Tourist, 12.05 2015, 21:53
in meiner Gemeinde, die einer der ältesten sächsichen Orte und auch einer der größten war, gibt es im Sfat keine einzige Person die Deutsch kann. 80% der Rumänen sind nach der Revolution aus Nachbarorten zugewandert und tun heute so, als würde alles ihnen gehören. Zweisprachige Ortstafeln gibt's auch nicht, die alte ist bis zur Unkenntlichkeit verrostet.

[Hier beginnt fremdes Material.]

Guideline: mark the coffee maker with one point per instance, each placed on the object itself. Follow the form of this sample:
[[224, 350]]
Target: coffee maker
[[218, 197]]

Das sächsische Dorfmuseum, das der politischen Gemeinde gehört, ist immer geschlossen und verfällt, sodass wir ein zweites eigenes, mit eigenen Exponaten, eröffnet haben. Das evangelische Schulgebäude will der Bürgermeister auch nicht zurückerstatten. Vorbildliche Minderheitenpolitik ist das alles nicht, auch wenn heute doch manches besser ist, als früher. Aber sie erwarten immer noch, dass man sich assimiliert, wenn man schon nicht auswandern will. Aber immer schön die Hand aufhalten, wenn "banii europene" verteilt werden, die ja letzten Endes auch wieder aus Deutschland, Österreich und den nordeuropäischen Staaten kommen.